Он так это себе и представлял: синедрион местного жулья, злорадствующего о том, какие деньги они сделали на Шмидте. Чтобы приобрести репутацию, а тем более – популярность, в Бриджхэмптоне мало просто платить по счетам. Мистер Шмидт, победитель летнего конкурса транжир, самый широкий транжира среди всех многоуважаемых дачников! Ему захотелось сказать: Ну так передай им, что вечеринка закончилась. Мне было весело, и я рад, что вам тоже понравилось.

Что такое? Я сказала что-то не то?

Толстяк за дальним столиком перестал размахивать кредиткой и защелкал пальцами. Кэрри поморщилась было, но тут же заулыбалась, и только в легком наклоне головы и выгибе ее восхитительной шеи читалось недовольство. Отходя, она как бы невзначай скользнула рукой по плечу Шмидта и шепнула: Я сейчас!

Тянулись долгие – и растягивавшиеся все дольше по мере того, как он, закончив есть, курил и чашку за чашкой пил эспрессо – минуты; Кэрри уходила и возвращалась и, стоя у Шмидтова стола, как ни в чем не бывало рассказывала о себе. Он узнал, что Кэрри – уменьшительное от Каридад, что ее мать пуэрториканка и говорит с ней только по-испански. Отец – другое дело. Его фамилия – тут Кэрри захихикала – Горчук (ясно, белый, подумал Шмидт, наверное, русский, и, сообразив это, подумал, уж не еврей ли), он работал в системе школьного образования в Бруклине. Кэрри проучилась там год в колледже, но поскольку родители не в состоянии ее содержать, временно бросила учебу, чтобы подзаработать. Собирается выучиться на социального работника и найти место в Нью-Йорке, но подлинная ее мечта – стать актрисой.

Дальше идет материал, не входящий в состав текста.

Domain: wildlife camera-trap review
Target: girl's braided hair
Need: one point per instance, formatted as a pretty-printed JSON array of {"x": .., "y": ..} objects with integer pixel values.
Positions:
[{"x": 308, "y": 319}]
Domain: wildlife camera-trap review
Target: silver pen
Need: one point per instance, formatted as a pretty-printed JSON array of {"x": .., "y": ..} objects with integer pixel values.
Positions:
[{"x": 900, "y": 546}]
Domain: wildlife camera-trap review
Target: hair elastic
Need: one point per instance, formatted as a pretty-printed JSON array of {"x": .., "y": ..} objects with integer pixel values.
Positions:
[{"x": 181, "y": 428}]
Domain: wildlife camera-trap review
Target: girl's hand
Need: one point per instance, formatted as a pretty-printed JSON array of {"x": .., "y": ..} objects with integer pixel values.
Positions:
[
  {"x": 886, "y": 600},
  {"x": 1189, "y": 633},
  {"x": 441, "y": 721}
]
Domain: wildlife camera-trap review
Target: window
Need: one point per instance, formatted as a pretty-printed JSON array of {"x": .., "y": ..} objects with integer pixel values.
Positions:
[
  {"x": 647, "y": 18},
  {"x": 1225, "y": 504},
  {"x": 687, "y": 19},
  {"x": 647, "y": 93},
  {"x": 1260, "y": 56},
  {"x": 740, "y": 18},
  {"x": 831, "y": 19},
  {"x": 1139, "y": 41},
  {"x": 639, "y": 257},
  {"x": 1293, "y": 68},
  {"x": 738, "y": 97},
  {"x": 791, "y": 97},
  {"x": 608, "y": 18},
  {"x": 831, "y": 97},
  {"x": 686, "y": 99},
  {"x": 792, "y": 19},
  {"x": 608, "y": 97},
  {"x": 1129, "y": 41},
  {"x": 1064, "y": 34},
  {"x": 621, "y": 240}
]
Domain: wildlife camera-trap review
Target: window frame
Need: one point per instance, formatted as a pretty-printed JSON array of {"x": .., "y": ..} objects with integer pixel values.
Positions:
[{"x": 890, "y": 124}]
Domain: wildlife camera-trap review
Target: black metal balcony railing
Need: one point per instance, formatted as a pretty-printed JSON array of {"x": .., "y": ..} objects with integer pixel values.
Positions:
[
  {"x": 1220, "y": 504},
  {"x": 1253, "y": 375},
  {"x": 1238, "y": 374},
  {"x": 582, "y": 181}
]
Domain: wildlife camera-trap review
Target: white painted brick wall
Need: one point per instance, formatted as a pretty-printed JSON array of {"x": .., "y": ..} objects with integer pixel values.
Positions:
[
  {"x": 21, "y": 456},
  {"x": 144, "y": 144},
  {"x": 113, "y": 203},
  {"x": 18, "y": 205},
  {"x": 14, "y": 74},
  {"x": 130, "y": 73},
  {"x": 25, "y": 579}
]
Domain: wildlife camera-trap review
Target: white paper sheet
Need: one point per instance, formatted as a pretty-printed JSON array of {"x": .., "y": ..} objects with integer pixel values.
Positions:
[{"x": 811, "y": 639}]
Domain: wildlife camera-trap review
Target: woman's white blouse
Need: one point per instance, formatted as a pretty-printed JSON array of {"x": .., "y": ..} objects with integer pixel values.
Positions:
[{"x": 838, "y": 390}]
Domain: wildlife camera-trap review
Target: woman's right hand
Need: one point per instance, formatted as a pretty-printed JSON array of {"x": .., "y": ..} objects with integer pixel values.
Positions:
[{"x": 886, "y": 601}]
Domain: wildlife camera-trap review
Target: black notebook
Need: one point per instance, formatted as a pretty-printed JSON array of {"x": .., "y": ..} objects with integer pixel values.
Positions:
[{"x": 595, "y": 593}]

Банальная история, думал Шмидт, но все же лучше, чем услышать, что Кэрри – внебрачная дочь мексиканского инвестиционного банкира. Такие же истории, наверное, у половины тех ребятишек, что разбирают почту в его родной фирме, но только Кэрри работала шесть дней в неделю, по десять часов каждый день проводя на ногах, а это совсем не то, что валять дурака в адвокатской конторе «Вуд и Кинг». Шмидт видел в Кэрри замечательное умение не унижаться. Напротив, ее отличало изящество и какая-то дерзость, едва ли не гордость, которые Шмидт разглядел сразу, только увидев, как она выслушивает заказ и носится по залу с грудами картошки фри на тарелках.

Задержавшись у его стола в очередной раз, Кэрри зевнула, потом еще – вечер окончен, понял Шмидт. Но еще предстояло оставить чаевые, и Шмидт оставил бессовестно щедрые, против обычного. А что ему было делать? Ведь она работает за чаевые, разве нет? И еще пумы! На обратном пути Шмидт позволил себе гнать по черной, блестящей от дождя дороге.